The Kazan State Power Engineering University (KSPEU; Казанский государственный энергетический университет, КГЭУ; Казан дәүләт энергетика университеты) is a public instite in Kazan, Tatarstan, Russia. It trains specialists in the power engineering and is one of three such universities in Russia.

== History ==
In 1930, the Kazan Power Engineering Institute trained power engineers was opened in Kazan. However, it was closed in 1933.

In the 1960s, there was a shortage of power energy specialists. And then, on July 18, 1968, the Kazan branch of the Moscow Power Engineering Institute (KB MPEI) was opened. The first years, education took place in the premises of the Tatteploenergostroy dormitory. In September 1968, the construction of the first two buildings for the KB MPEI began. The first building was built by the end of 1970, the second one — in 1972. The Thermal Power Engineering and Electric Power Engineering faculties were officially organized.

Since 1992, the university has been switching to a level-based education system according with Bologna Process.

In 1994, the Faculty of Electronic Engineering and Automation was established. Since 1995, admission of students to graduate school has been started. Also the Faculty of Energy Supply and the Center of Pre-university training have been established. In 1997, the Faculty of Engineering and Economics and the Scientific Research Institute of Energy Problems was established at the Kazan branch of the MPEI.

In 1999, the Kazan branch of the MPEI was renamed the Kazan Power Engineering Institute (KPEI), and since September 14, 1999, it has been independent. On October 18, 2000, it achieved the status of a university and was renamed Kazan State Power Engineering University (KSPEU).

In 2001, a Small Energy College was opened at KSPEU. In 2002, the Department of Postgraduate Studies was transferred to the Department of Postgraduate and Doctoral Studies was opened; admission to the doctoral program has begun.

In 2003, the Institute of Thermal Power Engineering and the Faculty of Humanities were established. In 2013, the Faculty of Power Engineering was reorganized; the Institute of Economics and Social Technologies was renamed the Institute of Economics and Information Technology.

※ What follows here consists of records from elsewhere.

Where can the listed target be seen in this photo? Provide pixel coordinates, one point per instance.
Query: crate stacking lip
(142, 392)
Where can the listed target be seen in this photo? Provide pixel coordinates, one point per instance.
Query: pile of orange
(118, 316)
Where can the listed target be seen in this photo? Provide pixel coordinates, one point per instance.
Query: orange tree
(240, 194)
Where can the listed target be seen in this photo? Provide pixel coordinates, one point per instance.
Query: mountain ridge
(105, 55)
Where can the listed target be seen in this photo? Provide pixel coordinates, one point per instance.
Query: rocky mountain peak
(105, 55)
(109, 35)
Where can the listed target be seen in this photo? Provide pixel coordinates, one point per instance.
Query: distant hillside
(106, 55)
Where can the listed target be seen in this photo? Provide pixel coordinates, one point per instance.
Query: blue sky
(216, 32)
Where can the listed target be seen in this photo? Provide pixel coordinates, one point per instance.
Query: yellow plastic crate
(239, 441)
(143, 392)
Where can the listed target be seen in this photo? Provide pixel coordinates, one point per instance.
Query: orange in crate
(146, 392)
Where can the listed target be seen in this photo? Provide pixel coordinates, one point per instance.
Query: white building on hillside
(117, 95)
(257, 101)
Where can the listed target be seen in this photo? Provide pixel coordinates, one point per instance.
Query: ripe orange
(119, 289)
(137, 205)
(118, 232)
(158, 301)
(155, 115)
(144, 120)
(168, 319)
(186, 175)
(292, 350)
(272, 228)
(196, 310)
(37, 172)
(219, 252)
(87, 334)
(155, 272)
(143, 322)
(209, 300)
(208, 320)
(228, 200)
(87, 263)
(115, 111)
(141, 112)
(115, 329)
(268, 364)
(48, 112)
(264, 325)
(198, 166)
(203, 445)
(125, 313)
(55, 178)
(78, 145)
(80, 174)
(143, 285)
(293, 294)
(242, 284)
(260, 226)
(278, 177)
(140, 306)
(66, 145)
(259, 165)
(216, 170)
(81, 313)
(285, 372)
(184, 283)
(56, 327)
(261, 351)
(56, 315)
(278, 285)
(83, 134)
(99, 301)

In April 2015, a multidisciplinary scientific and technical center Danfoss was opened on the territory of KSPEU.

== Education and science ==
Today, the university has 3 institutes (Institute of Thermal Power Engineering; Institute of Economics and Information Technology; Institute of Electric Power and Electronics) and 32 departments (chairs). Also, there is the Faculty of Distance Learning, the Faculty of Advanced Training of Teachers, and the Faculty of Additional Education.

Since 1993, the Department of International Affairs has been functioning in the KSPEU. Foreign students, postgraduates and trainees from other countries study at the university in various courses and specialties. The university also cooperates with foreign ones.

On the basis of the KSPEU, the Research Institute of Energy Problems operates. It designed to solve problems in the fields of heat and electricity, electrical engineering and electronics, environmental protection and rational use of resources of the Republic of Tatarstan, the Volga Region and the Western Urals.

In addition, the university cooperates with international companies for the production of energy equipment in the construction of training centers: Siemens, IBM, Danfoss and Schneider Electric, as well as with Russian energy companies: Tatenergo, Bashkirenergo, Udmurtenergo, Mordovenergo, Kirovenergo, and others.